Clinical Implications of an Integrated Clinical and Biological Staging Scheme for Alzheimer's Disease

Abstract

Background and Purpose This study aimed to characterize the clinical heterogeneity of Alzheimer's disease (AD) by implementing an integrated biological and clinical staging scheme Methods Clinical staging was performed in 193 participants from the Alzheimer's Disease Neuroimaging Initiative based on cognitive scores, while biological staging was performed based on global tau deposition in tau positron-emission tomography (PET). The discrepancy between clinical and biological stages was quantified as standardized residuals (W-scores), and classified into the following groups: concordant clinical and biological stages (W0), worse clinical stage (W-), and better clinical stage (W+). Longitudinal changes in cognition, clinical progression, copathology burden, and brain metabolism on [18F]-fluorodeoxyglucose PET scans were compared between these groups.
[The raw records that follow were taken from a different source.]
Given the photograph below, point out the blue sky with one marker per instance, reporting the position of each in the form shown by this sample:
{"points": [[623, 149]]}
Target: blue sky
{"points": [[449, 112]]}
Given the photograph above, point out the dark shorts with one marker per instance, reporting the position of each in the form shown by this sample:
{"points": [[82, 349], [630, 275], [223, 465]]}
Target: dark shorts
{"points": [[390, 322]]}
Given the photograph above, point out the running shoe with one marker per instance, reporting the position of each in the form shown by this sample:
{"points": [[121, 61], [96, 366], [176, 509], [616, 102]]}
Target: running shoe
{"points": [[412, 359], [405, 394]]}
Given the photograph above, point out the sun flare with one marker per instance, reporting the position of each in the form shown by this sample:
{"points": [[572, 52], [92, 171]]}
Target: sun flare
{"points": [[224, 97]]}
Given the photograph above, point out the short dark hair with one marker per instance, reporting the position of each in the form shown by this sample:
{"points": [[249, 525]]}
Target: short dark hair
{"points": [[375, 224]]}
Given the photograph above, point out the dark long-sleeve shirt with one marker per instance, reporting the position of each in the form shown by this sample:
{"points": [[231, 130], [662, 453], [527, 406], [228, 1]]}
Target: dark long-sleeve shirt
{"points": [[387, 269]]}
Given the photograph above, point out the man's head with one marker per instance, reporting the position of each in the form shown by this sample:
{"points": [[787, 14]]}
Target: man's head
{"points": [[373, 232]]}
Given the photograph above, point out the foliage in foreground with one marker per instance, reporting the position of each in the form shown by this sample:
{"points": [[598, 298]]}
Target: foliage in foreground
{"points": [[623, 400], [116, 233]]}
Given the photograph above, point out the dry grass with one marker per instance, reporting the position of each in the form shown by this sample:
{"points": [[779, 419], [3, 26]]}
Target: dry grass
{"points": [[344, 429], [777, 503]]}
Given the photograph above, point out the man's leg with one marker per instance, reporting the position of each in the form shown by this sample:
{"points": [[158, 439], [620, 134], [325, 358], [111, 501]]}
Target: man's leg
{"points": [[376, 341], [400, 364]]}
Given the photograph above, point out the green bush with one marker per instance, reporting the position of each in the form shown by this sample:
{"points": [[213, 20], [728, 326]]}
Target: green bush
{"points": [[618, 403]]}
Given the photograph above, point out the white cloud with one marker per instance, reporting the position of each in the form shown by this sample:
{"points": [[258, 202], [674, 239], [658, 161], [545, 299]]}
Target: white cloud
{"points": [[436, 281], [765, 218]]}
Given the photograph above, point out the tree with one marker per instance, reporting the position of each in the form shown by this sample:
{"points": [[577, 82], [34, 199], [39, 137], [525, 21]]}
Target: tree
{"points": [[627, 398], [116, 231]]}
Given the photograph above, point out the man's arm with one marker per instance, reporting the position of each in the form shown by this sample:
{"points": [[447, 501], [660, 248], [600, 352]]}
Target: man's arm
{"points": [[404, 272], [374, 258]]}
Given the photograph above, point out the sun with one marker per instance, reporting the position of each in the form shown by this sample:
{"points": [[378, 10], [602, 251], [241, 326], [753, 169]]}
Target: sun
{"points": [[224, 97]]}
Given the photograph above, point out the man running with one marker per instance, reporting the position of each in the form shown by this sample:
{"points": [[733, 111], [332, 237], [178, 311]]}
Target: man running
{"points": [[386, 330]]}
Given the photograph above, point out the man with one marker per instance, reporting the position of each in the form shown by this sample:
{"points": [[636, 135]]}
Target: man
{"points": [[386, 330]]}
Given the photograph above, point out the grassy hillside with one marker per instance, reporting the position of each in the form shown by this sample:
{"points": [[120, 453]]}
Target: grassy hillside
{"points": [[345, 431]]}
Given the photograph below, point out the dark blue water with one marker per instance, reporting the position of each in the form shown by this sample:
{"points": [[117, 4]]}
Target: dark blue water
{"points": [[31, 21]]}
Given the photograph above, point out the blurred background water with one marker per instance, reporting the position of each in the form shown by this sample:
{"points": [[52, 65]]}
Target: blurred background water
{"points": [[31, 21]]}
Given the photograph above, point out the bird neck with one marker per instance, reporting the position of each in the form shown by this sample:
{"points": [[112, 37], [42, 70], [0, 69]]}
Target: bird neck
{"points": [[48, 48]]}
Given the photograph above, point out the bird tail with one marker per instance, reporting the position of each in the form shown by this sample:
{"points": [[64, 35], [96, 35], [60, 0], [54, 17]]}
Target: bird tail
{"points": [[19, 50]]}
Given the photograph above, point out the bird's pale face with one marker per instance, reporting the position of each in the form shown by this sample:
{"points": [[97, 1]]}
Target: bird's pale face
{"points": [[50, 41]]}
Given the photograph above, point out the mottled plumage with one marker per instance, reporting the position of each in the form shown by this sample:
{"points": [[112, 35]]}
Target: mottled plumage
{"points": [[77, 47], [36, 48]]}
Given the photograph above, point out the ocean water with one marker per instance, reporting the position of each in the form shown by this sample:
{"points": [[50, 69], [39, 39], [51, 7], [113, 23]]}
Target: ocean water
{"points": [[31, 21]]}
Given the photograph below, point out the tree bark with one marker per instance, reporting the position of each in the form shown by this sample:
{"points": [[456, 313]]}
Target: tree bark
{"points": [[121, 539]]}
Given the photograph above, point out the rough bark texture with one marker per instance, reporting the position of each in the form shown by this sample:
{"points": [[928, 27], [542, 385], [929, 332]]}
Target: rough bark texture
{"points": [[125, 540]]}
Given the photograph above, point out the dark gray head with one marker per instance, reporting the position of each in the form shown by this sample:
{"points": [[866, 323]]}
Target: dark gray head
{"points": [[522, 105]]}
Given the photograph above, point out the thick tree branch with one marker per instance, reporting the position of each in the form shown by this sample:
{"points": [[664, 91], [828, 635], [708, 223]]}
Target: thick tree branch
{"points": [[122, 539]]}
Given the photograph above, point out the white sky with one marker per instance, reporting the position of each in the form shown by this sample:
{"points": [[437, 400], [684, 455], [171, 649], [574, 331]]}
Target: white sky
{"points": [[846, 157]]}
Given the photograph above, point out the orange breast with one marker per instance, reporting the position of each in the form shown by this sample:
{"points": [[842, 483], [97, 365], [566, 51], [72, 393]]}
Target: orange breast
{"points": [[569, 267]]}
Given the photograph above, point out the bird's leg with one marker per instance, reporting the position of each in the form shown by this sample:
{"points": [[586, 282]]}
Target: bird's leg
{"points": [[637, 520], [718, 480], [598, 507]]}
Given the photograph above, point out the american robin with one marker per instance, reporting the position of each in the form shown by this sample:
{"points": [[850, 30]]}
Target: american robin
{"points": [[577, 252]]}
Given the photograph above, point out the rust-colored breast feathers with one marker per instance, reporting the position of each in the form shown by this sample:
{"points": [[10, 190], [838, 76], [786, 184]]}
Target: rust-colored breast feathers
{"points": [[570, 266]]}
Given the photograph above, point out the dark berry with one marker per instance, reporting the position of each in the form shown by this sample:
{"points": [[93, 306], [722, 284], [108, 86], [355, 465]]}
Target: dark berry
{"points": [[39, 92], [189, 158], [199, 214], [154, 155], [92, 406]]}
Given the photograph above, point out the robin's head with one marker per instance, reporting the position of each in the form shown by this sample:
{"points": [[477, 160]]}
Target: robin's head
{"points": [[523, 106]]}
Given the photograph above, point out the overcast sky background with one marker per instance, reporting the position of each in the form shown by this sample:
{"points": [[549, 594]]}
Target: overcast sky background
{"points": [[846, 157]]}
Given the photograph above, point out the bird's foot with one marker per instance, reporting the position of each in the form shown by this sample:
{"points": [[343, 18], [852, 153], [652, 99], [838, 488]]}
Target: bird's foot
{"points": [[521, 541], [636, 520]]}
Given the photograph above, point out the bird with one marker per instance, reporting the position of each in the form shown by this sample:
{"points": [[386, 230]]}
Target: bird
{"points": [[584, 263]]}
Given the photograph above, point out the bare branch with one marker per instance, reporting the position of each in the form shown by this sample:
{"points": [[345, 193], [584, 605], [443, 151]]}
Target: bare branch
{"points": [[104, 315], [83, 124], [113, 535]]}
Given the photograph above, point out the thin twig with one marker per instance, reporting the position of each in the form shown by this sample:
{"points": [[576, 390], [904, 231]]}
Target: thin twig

Results Relative to the W0 group, the W- group showed a faster cognitive decline and higher W+ group had a lower progression risk (HR=0.43, 95% CI=0.19-0.96). The copathology burden at autopsy (n=7) was correlated with the W-score (partial r=-0.87, p=0.023); however, this finding should be interpreted with caution due to the small sample. The ratio of cerebrospinal fluid alpha-synuclein positivity differed significantly between the groups, reaching 56.3% in the W- group. Brain metabolism in the occipital, orbitofrontal, dorsolateral frontal, inferior and medial temporal cortex, and precuneus was lower in the W- group than in the W0 group, whereas it was higher in the W+ group in the prefrontal, parietal, and temporal cortex. Conclusions The integration of clinical and biological staging has significant potential in clinical practice by providing information about copathologies, underlying neurodegeneration, and the progression of AD.